As the author of the second article put it:
"This isn't to say that it will be easy.
On the contrary, good work is hard work."

But good work is what we are called to -
no matter where we are on the map when we see that "You are here" pointer -
and if we seek to fulfill that calling,
we will be blessed,
and likely even find joy in the process.

Wednesday, April 15, 2015

Thomas the Twin Revisited

Been reading through some old blog posts - which has gotten me thinking about maybe blogging again. We'll see.

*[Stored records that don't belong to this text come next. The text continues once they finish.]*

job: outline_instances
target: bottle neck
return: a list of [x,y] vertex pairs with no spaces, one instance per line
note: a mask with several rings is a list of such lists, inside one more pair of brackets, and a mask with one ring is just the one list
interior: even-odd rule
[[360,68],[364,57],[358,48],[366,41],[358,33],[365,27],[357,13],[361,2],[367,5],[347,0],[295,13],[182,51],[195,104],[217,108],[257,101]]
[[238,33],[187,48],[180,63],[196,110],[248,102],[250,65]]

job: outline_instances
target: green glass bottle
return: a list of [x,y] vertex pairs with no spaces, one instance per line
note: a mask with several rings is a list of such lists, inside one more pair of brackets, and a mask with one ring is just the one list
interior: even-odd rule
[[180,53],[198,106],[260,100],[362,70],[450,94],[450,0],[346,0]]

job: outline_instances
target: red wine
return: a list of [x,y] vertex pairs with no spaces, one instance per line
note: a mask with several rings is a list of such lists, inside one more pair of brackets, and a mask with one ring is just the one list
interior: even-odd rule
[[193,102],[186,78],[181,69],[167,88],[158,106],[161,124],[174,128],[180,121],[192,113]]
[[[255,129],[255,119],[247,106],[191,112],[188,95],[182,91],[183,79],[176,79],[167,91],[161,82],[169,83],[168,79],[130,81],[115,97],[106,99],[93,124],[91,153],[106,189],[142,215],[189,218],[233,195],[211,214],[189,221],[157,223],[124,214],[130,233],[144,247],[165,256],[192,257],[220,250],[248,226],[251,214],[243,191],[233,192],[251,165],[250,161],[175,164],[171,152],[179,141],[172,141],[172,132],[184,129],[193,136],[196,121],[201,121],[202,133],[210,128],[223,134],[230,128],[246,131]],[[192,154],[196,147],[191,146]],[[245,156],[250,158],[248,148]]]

In the mean time, we had a sermon about Thomas on Sunday and it got me looking back to this entry from 2007. Thought I'd share...

Thomas the Twin

Have you ever thought that we're pretty hard on Thomas?
He has gone down in history as the doubter.
That's how he is remembered.
No one speaks about him as the guy who wanted to be sure of the truth.
Nobody tells stories about how he was speared to death in the interest of spreading the Gospel.

Think about it a minute.
One of his best friends had gone from being welcomed into Jerusalem with Hosannas
to being arrested and crucified
in a matter of a week.
You want to talk about an emotional roller coaster?
Up, down -
confusion, sadness, helplessness, guilt for leaving Him with the guards -
He knew how Jesus had died.
I'm not sure if he watched the crucifixion or not,
but it doesn't really matter.
It was the talk of the town, I'm sure.

Either way, if I put myself into his sandals for just a short moment
and imagine where I would have been at
I can't come up with much more than
"emotional wreck".

I'm a skeptic with simple things
like if Grenadine syrup is really made from pomegranates.
And that won't really affect my life.
It won't change my emotions
or put into question what I have devoted my life to for the last 3 years.
I didn't leave my job
to walk the country side
learning the truth
and then sharing the Good News of what I had learned.

But Thomas had been in the inner circle.
Not only did Jesus know him,
but he knew Jesus.
He loved Jesus.
And, just like you or I would have,
he doubted the reality that Jesus could really be alive.
In fact, if anything,
I think we should commend him for his honesty.
He said what I'm sure some of the other disciples were thinking.

And that gets me to "Thomas the Twin".
I learned today that the name Thomas means twin.
And I think there is some incredible irony there.
Perhaps it is God quietly putting His sense of humour
into what He knows is generations of people who just don't get it.

We single Thomas out as someone different.
He is remembered all on his own
as the guy who didn't believe.

In truth, he is probably the disciple that many of us are like.
Our "twin", if you will.
If I am honest with myself,
there are a lot of things I doubt.
I know that God can heal cancer.
I know that God can bring reprieve to those who suffer from depression.
I know that God loves me even though I mess up over and over and over.
I know that life is better when God is control instead of me.
I know that God holds each one of us in His hands
even if it seems that He lets us go from time to time.
I know a lot of things.
But do I really live in a way that demonstrates that I believe them?
Or maybe the better question is,
"Do I really believe them?"
Because if I do,
there are parts of my life that should be different;
Parts of my life that should demonstrate this faith just on their own.
I shouldn't have to remind myself what I believe
if I really believe it.

Sometimes we say that we are the biggest critics of the characteristics of others that we hate in ourselves.
Thomas, I would like to say,
is my equal.
Instead of singling him out,
perhaps I should join him
and acknowledge my lack of faith.
He brings out that part of me that doubts;
the part of me that knows the answer
but doesn't act on it
because feeling it in my heart
and allowing it to transform me
takes more than just knowing.

It takes believing.
And it means surrendering myself to the Spirit of God.
I'm not really good at surrender.

Perhaps a good place to start
is with Thomas' words of greeting for Jesus
"My Lord and my God"...
humble me, that I may truly believe
and so live the joy of the resurrection.